Als im Jahre 1928 eine kleine Hamburger Schlosserei mit der Produktion des Dreirad-Lieferwagens Marke "Tempo" begannt,war eigentlich von einem Produktionstempo noch keine Rede: es wurden damals nur fünf Stück dieser knatternden Vehikel hergestellt. Das änderte sich aber, bereits 1929. In diesem Jahre hatte die Firma Vidal & Sohn in Hamburg-Harburg das Unternehmen übernommen und mit Hilfe von KonstruktionsVerbesserungen sehr schnell ein konkurrenzfähiges Fahrzeug für Handwerk, Gewerbe und Industrie hergestellt. 226 Tempo-Wagen verließen 1929 das Werk. Und heute sind es bei 2000 Arbeitnehmern allein in einem Monat über 1700 Fahrzeuge, die in modernen Montagehallen in Harburg fertiggestellt werden.

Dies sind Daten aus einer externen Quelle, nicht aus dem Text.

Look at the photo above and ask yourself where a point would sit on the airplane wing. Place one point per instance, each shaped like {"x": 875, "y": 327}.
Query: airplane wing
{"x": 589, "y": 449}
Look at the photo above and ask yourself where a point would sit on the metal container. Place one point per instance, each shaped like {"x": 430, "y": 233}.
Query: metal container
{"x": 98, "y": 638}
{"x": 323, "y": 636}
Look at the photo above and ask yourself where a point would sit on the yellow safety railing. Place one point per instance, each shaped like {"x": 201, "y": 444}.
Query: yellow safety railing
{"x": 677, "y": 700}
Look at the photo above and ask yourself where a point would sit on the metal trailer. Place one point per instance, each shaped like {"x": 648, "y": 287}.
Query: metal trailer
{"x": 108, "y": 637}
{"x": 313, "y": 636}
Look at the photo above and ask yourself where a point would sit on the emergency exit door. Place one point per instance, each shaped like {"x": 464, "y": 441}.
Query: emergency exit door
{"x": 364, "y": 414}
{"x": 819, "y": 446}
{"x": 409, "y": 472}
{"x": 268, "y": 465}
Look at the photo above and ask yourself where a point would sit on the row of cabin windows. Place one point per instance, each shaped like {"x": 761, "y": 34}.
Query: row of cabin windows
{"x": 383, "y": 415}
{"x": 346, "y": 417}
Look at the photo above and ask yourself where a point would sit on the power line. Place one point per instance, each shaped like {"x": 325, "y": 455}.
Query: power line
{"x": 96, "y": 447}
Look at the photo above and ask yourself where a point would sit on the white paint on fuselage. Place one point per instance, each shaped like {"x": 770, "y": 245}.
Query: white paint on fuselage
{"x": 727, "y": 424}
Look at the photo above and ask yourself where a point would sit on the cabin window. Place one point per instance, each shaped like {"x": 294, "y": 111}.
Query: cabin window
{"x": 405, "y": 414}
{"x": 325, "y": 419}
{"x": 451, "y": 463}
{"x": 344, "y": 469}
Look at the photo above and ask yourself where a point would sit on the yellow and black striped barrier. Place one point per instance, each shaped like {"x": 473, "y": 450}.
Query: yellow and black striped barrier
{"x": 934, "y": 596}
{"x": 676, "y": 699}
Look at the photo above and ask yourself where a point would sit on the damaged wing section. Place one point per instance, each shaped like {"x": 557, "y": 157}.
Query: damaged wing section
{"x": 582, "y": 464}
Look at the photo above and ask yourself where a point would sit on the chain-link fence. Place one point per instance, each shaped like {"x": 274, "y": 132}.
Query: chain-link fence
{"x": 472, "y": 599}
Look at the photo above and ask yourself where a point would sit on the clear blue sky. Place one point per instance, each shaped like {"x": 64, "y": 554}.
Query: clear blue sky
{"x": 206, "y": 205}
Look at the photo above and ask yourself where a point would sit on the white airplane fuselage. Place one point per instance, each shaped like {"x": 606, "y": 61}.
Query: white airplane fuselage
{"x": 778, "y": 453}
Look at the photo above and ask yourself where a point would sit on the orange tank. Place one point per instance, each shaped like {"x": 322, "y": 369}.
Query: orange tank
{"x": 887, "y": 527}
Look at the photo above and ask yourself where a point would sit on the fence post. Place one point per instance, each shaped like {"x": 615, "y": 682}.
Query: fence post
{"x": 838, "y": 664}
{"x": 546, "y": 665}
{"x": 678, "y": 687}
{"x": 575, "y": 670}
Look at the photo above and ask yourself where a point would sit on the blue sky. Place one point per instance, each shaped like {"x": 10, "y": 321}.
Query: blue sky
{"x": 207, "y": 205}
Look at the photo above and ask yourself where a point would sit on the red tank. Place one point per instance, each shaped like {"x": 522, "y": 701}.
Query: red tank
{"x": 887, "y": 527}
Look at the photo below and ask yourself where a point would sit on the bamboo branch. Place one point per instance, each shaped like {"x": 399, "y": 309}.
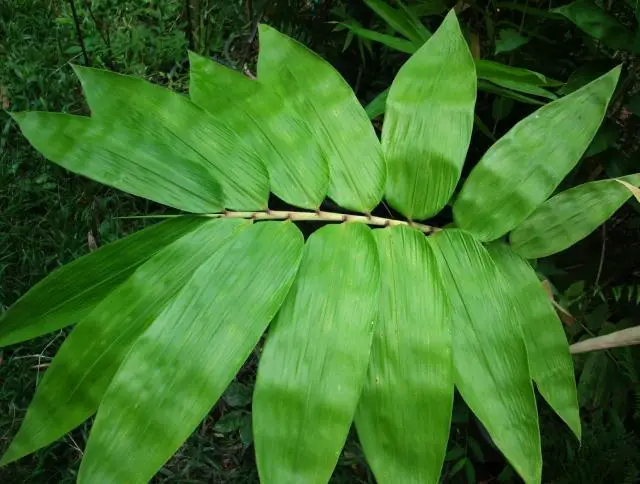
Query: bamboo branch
{"x": 319, "y": 216}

Anfang Juli konnte die Tempo-Werk-GmbH, in festlichem Rahmen die Fertigstellung ihres 100 000. Wagens feiern. Oscar Vidal, der Mitinhaber des Unternehmens, gab in Anwesenheit des Vorsitzenden des Verbandes der deutschen Automobilindustrie einer großen Anzahl von Gästen aus Wirtschaft, Verwaltung und Presse einen interessanten Überblick über die jüngste Entwicklung seines Unternehmens, das heute an der Spitze der deutschen Kleinlastwagenfabrikation steht. Einen besonders guten Eindruck vermittelte die Schilderung der sozialen Leistungen.

Sie erschöpfen sich nicht in der Gewährung von Gewinnbeteiligung und Altersrente, sie dehnen sich längst auch unter anderem auf den Werkswohnungsbau aus.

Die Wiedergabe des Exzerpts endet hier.